Ces 'cicatrices invisibles' agissent comme des échos. Le corps, sensible aux fréquences émotionnelles du lignage, peut réagir à une perte actuelle en activant des mécanismes de défense anciens, créant une sensation de fatigue profonde qui semble disproportionnée par rapport à la situation immédiate.
Comment cela se manifeste
Le corps en deuil active une réponse de stress chronique. Le cortisol et l'adrénaline saturent le système, menant à un épuisement des glandes surrénales. Cette fatigue n'est pas une simple lassitude ; c'est un signal d'alarme du système nerveux qui tente de se protéger d'une surcharge émotionnelle.

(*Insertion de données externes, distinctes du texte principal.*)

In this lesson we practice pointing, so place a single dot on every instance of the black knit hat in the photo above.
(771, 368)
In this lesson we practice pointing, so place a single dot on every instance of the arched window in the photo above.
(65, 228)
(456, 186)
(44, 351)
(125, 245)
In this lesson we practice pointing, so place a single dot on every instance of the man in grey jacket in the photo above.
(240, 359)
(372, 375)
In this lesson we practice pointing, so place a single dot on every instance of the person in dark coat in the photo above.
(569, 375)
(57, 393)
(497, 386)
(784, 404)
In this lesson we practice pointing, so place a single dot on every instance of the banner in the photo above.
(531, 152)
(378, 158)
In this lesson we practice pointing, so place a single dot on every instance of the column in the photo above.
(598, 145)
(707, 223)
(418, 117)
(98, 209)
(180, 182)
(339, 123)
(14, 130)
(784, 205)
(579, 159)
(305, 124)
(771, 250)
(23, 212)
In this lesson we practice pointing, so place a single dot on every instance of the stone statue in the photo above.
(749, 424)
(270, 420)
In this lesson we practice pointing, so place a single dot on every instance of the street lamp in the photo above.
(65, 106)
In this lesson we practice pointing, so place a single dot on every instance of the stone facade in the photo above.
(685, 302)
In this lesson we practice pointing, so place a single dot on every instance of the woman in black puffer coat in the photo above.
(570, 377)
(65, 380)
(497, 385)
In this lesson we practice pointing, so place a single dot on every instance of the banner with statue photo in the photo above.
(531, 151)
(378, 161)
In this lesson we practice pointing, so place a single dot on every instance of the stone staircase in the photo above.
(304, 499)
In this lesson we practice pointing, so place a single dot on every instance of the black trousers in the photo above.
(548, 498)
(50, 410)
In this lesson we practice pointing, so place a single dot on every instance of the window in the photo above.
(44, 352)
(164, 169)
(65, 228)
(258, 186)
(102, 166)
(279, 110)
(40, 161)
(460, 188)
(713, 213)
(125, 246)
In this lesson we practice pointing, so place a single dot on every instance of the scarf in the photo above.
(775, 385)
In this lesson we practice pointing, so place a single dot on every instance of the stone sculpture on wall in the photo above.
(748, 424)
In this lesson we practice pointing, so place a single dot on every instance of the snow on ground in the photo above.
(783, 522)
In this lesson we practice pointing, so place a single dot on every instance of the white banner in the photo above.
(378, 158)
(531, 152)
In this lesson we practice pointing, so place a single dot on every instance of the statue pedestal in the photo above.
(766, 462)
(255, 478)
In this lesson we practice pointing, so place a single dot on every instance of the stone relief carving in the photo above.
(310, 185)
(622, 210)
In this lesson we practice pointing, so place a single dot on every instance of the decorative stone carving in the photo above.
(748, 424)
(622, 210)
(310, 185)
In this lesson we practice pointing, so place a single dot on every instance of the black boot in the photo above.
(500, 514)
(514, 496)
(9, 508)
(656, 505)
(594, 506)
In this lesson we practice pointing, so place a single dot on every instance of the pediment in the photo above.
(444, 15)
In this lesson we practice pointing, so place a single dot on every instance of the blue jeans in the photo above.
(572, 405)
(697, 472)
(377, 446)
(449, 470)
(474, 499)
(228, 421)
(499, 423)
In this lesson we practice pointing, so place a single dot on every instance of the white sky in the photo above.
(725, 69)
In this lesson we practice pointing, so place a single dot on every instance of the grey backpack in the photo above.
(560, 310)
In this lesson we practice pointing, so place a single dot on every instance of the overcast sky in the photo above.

Cela peut se traduire par des tensions musculaires persistantes, des troubles du sommeil ou une sensation de 'lourdeur' physique. Le corps devient alors le réceptacle de la douleur, traduisant l'absence en symptômes somatiques pour préserver l'intégrité psychique.
Retrouver un ancrage dans le présent
Le chemin vers le soulagement ne passe pas par une volonté de 'guérir' rapidement, mais par une écoute attentive du corps. En apprenant à reconnaître ces signaux comme des messagers plutôt que comme des failles, on peut commencer à apaiser le système nerveux par des pratiques de présence et de douceur.
L'objectif est d'offrir au corps un espace de sécurité où il n'a plus besoin de rester en état d'alerte permanent. En réapprivoisant notre propre physiologie, nous permettons à la douleur de s'écouler lentement, sans que le corps ait besoin de porter tout le poids du monde pour nous protéger.